The catalogue for a 2014 Daniel Barkley exhibition at the Musée d’Art Contemporain des Laurentides in Saint-Jerome, Quèbec, includes an excellent introduction to his work:

The dramatic intensity Daniel Barkley’s paintings emanate attracts and holds the eye with such strength that the works disturb, fascinate, and intrigue the viewer. We try to understand, to scrutinise the expressions of the figures, to connect to what they are experiencing. At times we want to be there, to take part in the ritual, the dream, the drama that is unfolding before us. Barkley leads us back into those unresolved, worried, anxious places deep within ourselves, without ever lapsing into the facile or the morbid. The viewer might feel uneasy faced with certain cathartic scenes, faced with the absurd realism of the paintings which feature nightmarish imagery, or with the fixed stares of some of the figures. Nevertheless, a seemingly magical attraction radiates from these works.
In all of these paintings, the naked body is featured openly, simply without artifice. Stripped of its clothing-mask, endowed with a raw, never indecent, nudity; the expressive power of the figure increases tenfold. In this way, it seems to convey the whole truth of its emotion, the intense reality of the inner drama being lived, the fragility of its physical shell. The body, sometimes covered by golden mud, sometimes soiled with black oil or tattooed with esoteric signs and symbols, takes on poses that indicate ecstasy, madness or the dream state.

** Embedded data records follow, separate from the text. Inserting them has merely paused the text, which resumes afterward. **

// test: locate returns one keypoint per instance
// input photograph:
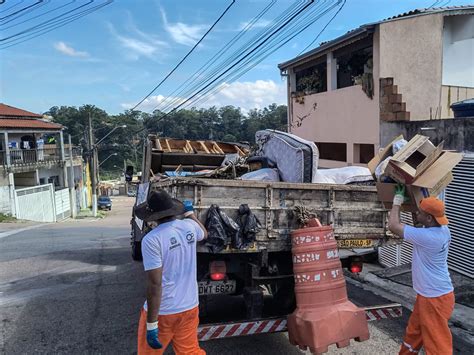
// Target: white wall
(458, 50)
(5, 207)
(46, 173)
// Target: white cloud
(250, 95)
(246, 95)
(144, 46)
(67, 50)
(182, 33)
(158, 101)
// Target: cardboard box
(382, 155)
(413, 159)
(430, 182)
(436, 177)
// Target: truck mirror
(129, 173)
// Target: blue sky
(113, 57)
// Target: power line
(44, 13)
(197, 74)
(11, 7)
(57, 24)
(434, 4)
(23, 9)
(46, 23)
(238, 53)
(295, 30)
(182, 60)
(240, 60)
(273, 45)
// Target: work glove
(399, 197)
(152, 335)
(188, 208)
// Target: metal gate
(62, 204)
(35, 203)
(459, 199)
(459, 204)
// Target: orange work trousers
(428, 326)
(180, 329)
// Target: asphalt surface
(72, 288)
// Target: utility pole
(72, 188)
(125, 180)
(92, 168)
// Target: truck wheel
(137, 251)
(202, 307)
(253, 298)
(284, 296)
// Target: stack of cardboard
(425, 170)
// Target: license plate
(216, 287)
(355, 243)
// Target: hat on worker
(159, 205)
(434, 207)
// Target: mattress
(295, 158)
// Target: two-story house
(410, 67)
(36, 167)
(353, 94)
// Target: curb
(462, 319)
(15, 231)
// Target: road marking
(15, 231)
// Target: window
(332, 151)
(353, 62)
(363, 153)
(312, 79)
(54, 180)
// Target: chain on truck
(250, 290)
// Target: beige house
(36, 167)
(409, 67)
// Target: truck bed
(354, 211)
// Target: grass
(5, 218)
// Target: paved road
(72, 288)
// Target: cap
(434, 207)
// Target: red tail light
(356, 267)
(217, 270)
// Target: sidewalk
(396, 284)
(10, 228)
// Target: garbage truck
(247, 287)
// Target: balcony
(25, 157)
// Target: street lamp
(94, 161)
(111, 155)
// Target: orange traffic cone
(323, 315)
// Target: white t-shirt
(172, 246)
(429, 263)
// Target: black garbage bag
(249, 226)
(222, 230)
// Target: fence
(42, 204)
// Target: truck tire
(137, 251)
(202, 307)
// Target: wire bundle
(220, 69)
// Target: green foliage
(227, 123)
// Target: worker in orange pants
(180, 329)
(171, 310)
(428, 326)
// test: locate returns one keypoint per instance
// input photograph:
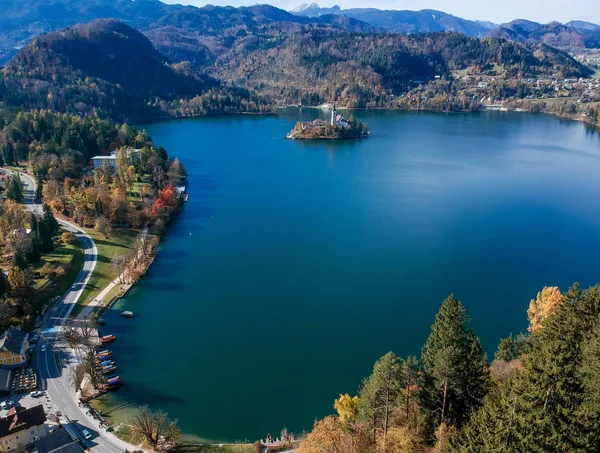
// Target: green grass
(120, 241)
(71, 254)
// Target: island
(337, 129)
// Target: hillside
(22, 21)
(365, 70)
(201, 35)
(425, 21)
(123, 79)
(553, 34)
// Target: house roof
(19, 419)
(14, 340)
(104, 157)
(5, 379)
(58, 441)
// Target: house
(110, 161)
(101, 161)
(60, 441)
(21, 427)
(13, 348)
(5, 378)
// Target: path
(55, 380)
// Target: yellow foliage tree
(398, 440)
(546, 303)
(346, 407)
(327, 436)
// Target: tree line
(541, 393)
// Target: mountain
(364, 70)
(103, 66)
(202, 35)
(553, 34)
(21, 21)
(314, 10)
(405, 22)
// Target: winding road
(55, 378)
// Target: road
(57, 382)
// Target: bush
(67, 237)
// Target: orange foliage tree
(546, 303)
(166, 201)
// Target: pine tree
(49, 221)
(379, 393)
(456, 372)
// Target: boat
(114, 381)
(109, 369)
(108, 338)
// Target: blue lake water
(321, 257)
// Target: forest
(541, 393)
(139, 192)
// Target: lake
(295, 266)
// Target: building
(22, 427)
(13, 348)
(110, 161)
(101, 161)
(5, 379)
(60, 441)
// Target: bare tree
(119, 264)
(155, 427)
(77, 376)
(71, 335)
(93, 370)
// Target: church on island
(338, 128)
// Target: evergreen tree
(38, 189)
(36, 241)
(50, 222)
(456, 372)
(3, 285)
(379, 394)
(14, 188)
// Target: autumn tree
(155, 427)
(166, 202)
(346, 407)
(14, 189)
(545, 304)
(20, 283)
(102, 226)
(379, 393)
(327, 436)
(456, 372)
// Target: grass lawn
(120, 241)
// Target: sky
(497, 11)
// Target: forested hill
(553, 34)
(363, 70)
(104, 65)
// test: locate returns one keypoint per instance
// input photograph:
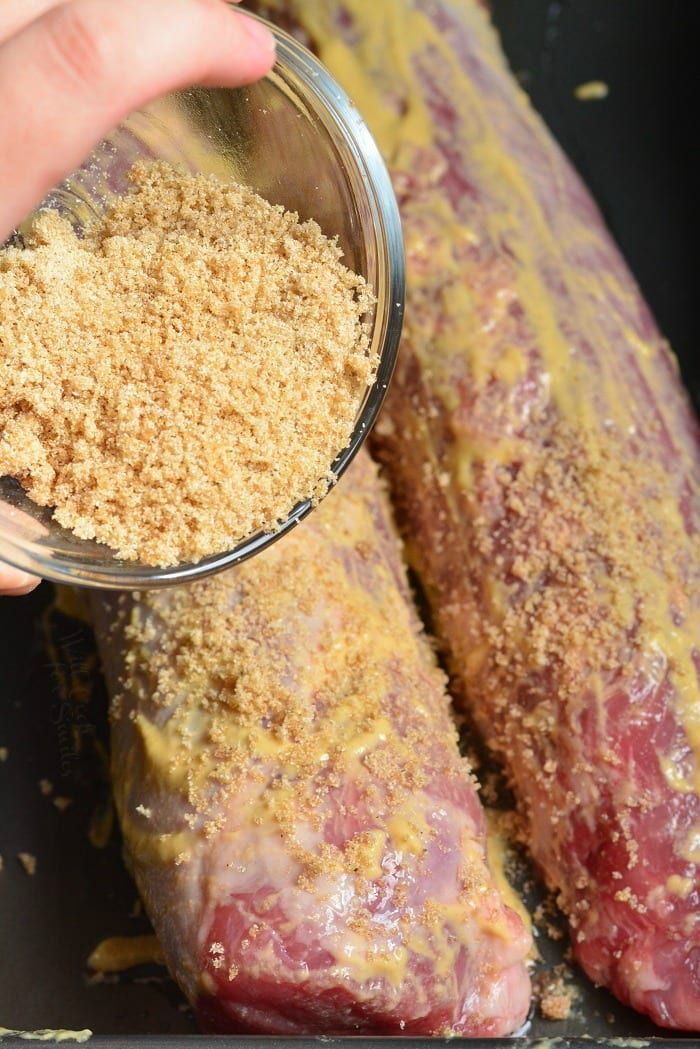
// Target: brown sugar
(178, 379)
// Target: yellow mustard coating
(380, 62)
(253, 698)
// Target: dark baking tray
(634, 150)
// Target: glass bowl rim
(339, 114)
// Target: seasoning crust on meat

In this selection of Daniel Barkley’s paintings we have grouped them by their dominant theme – naked portraits, ‘blue’ paintings featuring bodies clothed in blue dye, ‘gold’ paintings similarly adorned with gold leaf, bicycles, wooden horses, boats (including his Embarcation, 2002, and Ship of Fools, 1997), and finally Exorcism (1999), Road to Bethesda (1997), and Procession (2002), concluding with two of his very few paintings of women, Susana as Saint Roch (2005) and The Anchoress (2005).